Mentioning a terabyte reminded me of this weird lost Internet mystery...
http://www.youtube.com/watch?v=1ci3l7pnfdk
Re: Christina Ricci as Lizzie Borden. It must cave been crawling in my subconscious.
I'm kinda fascinated to see her version now.
I grew up with the one with the chick from "Bewitched" as Lizzie rerunning like crazy on basic cable.
I caught it every chance I could. TCM still plays it once in a blue moon.
I wish there was a book rabbit hole for "Lizzie Borden vs____" but nope, this seems like it.
Re: Octavia Butler. I forgot to mention. In my same research dive, they tried to make a show out of "Dawn" and Nnedi Okorafor wrote the scripts.
So, everything connects!
I do want to get "Handmaid's Tale" in there someday.
Hmm...why wait? I have some some spare cash now...
There! "Handmaid's Tale" and "The Testaments" on the list.
Re: Mortis.
I echo one of the commenters.
"Some poor dentist just wanted to pirate movies for his family, and the whole internet climbed up his ass about it". π
If you're gonna read Margaret Atwood's "MaddAddam" trilogy (2003-2013) which is about genetic engineering fucking up the world, be advised that the first book, "Oryx & Crake," is the best, starting off with the same kind of evocative writing that started off "The Handmaid's Tale," where Atwood quietly establishes a post-disaster future and then gives flashbacks as to how everything went to hell.
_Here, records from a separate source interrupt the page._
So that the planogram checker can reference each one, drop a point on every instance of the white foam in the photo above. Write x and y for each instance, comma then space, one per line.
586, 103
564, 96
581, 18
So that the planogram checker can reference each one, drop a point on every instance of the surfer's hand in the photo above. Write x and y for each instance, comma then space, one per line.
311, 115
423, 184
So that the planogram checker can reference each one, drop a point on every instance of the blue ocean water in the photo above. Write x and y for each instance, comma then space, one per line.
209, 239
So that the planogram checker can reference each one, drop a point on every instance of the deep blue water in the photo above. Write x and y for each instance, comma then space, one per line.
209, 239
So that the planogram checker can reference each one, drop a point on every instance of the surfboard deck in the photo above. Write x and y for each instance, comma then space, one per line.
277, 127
It's diminishing returns through the two sequels though. I also read Atwood's "The Blind Assassin," a metafictional book that made the TIME magazine 100 best novels list, which was really well written, but I remember the point of the whole thing falling apart towards the end.
Where the fuck IS Barely Sociable? Did he just get tired of the whole thing? His Youtube videos were better put together and more interesting than most documentaries, if you ask me!
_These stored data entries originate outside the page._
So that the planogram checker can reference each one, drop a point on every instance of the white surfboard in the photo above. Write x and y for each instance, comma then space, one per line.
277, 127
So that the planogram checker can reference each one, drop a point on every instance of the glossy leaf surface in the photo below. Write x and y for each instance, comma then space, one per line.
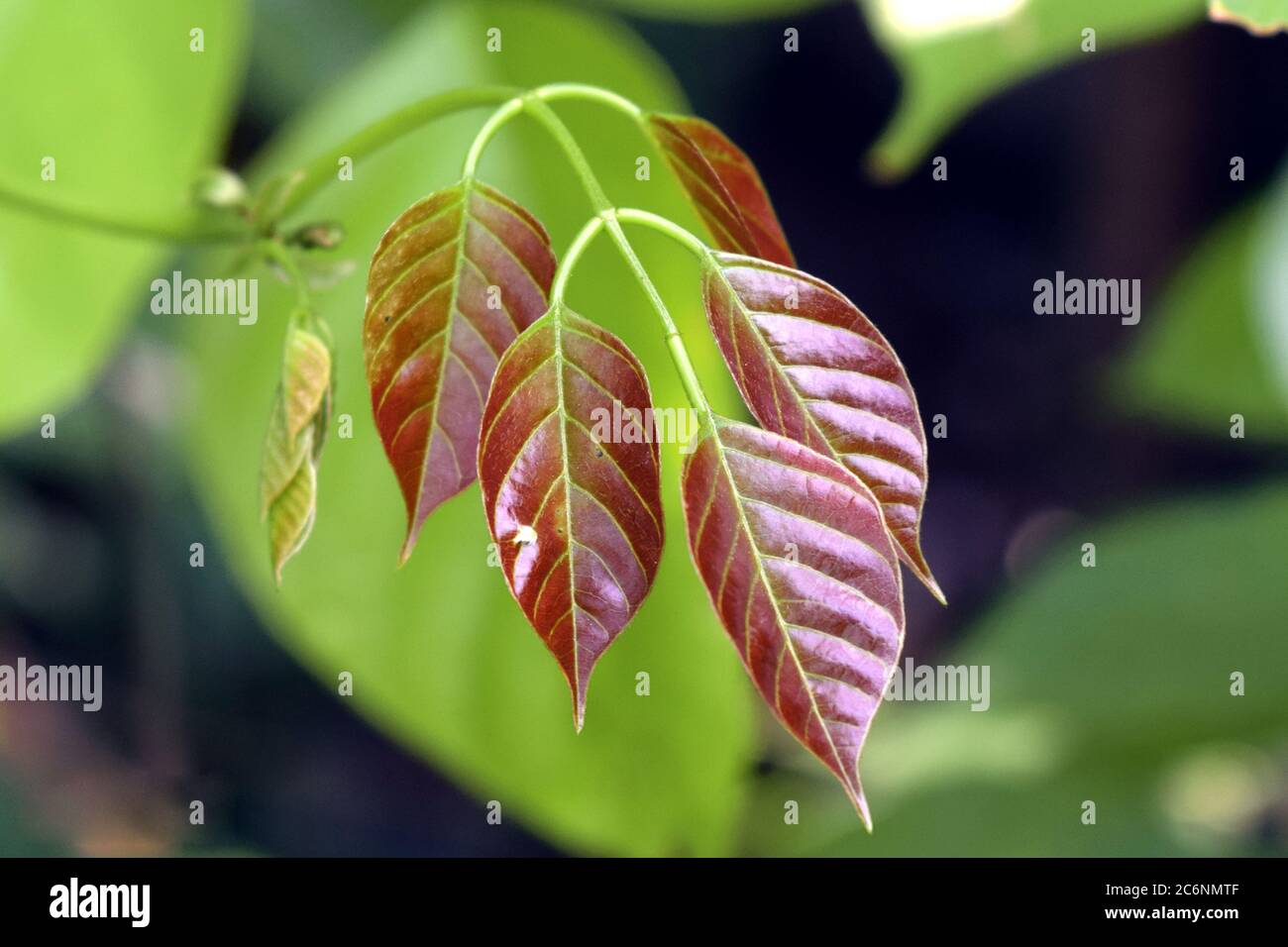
722, 184
295, 433
812, 368
576, 515
452, 283
802, 571
128, 115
Oh!! Forgot to mention. Turns out, "The House on the Borderland" turned out to be Createspace. I'm getting my books from Thriftbooks in protest of Amazon's Trump-sucking, but old books have Createspace variants, and Amazon owns Createspace, so you have to be on your toes. HOTB tricked me. Usually, Createspace books have generic stock photo covers. HOTB has a beautiful real-book-looking cover. It slipped right under my Spidey-sense. One out of the thirteen slipping through isn't too bad. I'll have to be more mindful in the future.
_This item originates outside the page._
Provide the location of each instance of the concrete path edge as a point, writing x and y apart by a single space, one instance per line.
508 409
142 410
Also-also, On that panel show with Matt Ruff, Victor Lavalle, and Nnedi Okorafor, Lavalle said in his research, he actually found himself feeling sorry for Lovecraft. That writing used to be a better gig, but by Lovecraft's time, it was in a slump like it is today, and Lovecraft felt like he'd missed the boat, but then sadly he took it out on minorities. Then Okorafor was like "nah, don't care, fuck him".
I just always got the impression from reading about ol' Lovey-dovey that he was sort of a 1920s proto incel, a guy who stuffed up in his room and kinda hated the world. I didn't know about his stuff being written in a time of slumps for writers--I always thought 1919-1960 had been considered a glory era for American writers, but I guess that wasn't pulp writers so much as it was all the tougher grittier stronger stuff that showed up after "Winesburg, Ohio" in 1919, like Faulkner, Hemingway, Steinbeck, Fitzgerald, Hammett, Chandler, etc...
I only really was into about six or seven of the guy's stories, so I'm not really attached to him. I do like that a few old pulp stories from the 1920s can last as long as they have though.
Yeah, Nnedi Okorafor would probably agree with "he was just an incel". I didn't set out to go down this rabbit hole as a way of understanding Stephen King better (he's read every scrap of Lovecraft, Machen, plus some others) I stumbled backwards into it through Poe, but here I am.